His paper, recently published in the Journal of Higher Education Policy, points to everything from “student enrolment decisions” to “political pronouncements” such as a Japanese education minister calling in 2015 for the country’s national universities to ensure social science and humanities departments “serve areas that better meet society’s needs”. Professor Hay even mentions the comments “scrawled on toilet walls (e.g. graffiti above the paper dispenser saying ‘BA – please take’)”.
This climate, he goes on in “Defending letters: a pragmatic response to assaults on the humanities”, has had the effect of “silenc[ing] humanities advocates” or encouraging them to “reframe their public pronouncements”.
Yet in reality the humanities offer students and society a number of invaluable benefits.
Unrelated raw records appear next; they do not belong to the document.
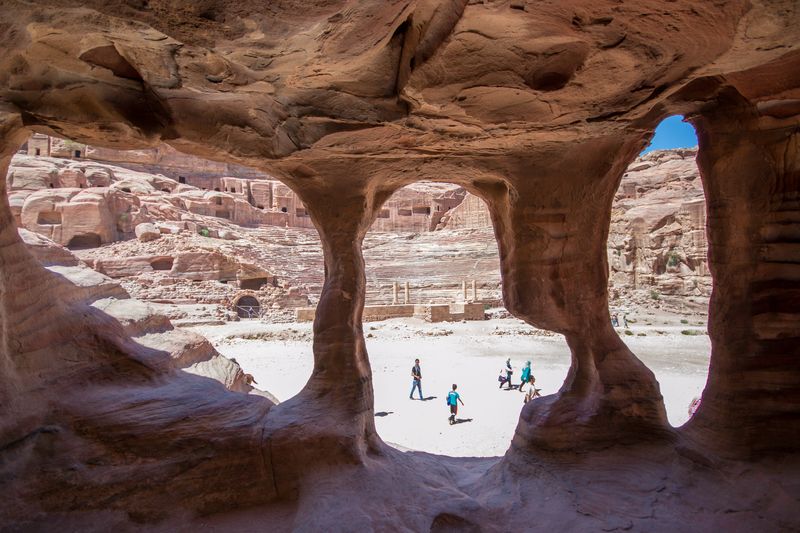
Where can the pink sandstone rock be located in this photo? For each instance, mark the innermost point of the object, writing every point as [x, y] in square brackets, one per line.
[147, 232]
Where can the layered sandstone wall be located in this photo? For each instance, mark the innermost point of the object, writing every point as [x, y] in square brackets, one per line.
[538, 108]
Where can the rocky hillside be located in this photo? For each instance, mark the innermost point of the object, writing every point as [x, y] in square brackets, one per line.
[175, 243]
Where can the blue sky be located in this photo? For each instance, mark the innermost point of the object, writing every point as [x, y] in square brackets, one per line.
[672, 133]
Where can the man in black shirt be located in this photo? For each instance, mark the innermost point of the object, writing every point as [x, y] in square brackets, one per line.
[416, 376]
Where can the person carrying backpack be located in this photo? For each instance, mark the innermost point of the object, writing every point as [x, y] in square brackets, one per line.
[526, 375]
[452, 400]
Their “language-based work on interpersonal and intercultural understanding”, suggests Professor Hay, gives us the “opportunity to develop more highly tuned skills of empathy, learning better how to regard the world as others do, countenancing the possibility that others may see something we have failed to see, or may indeed see it more ‘accurately’”.
They “offer understandings of the contexts within which science takes significance and from which it draws its power (and liabilities)”. Even many scientists now recognise that “the humanities help make better scientists, engineers and medical practitioners (and vice versa)”, for example by “help[ing] to recalibrate power imbalances between patients and providers in healthcare”.
Furthermore, Professor Hay cites evidence pointing to “the technological, employment and commercial skills of humanities graduates”, such as the fact that 34 per cent of FTSE 100 companies’ chief executives have degrees in arts, social sciences and humanities, compared with only 31 per cent in science and technology.
Since the humanities have been central to the life of universities for hundreds of years, their continuing presence also “lend[s] intellectual authority to those institutions that present themselves publicly as universities and which might otherwise struggle to distinguish themselves from technical institutes or colleges”.
Given the vast gulf between what the humanities actually deliver and what they are perceived to deliver, Professor Hay ends his paper with a call for humanists to respond to all “the utilitarian and ideological assaults” on them with “more hard-nosed action…for their defence”.
They need to “work to rebuild self-belief and ensure ‘positive messaging’ about the humanities in our everyday conversations, in our communications with students and in our dialogues with colleagues” and fight back against “university policies and procedures” that implicitly take science subjects as the model.
Above all, they must overcome any “high-minded reluctance”, realise no one else would do it for them and add “the very defence of the humanities” to their core professional activities.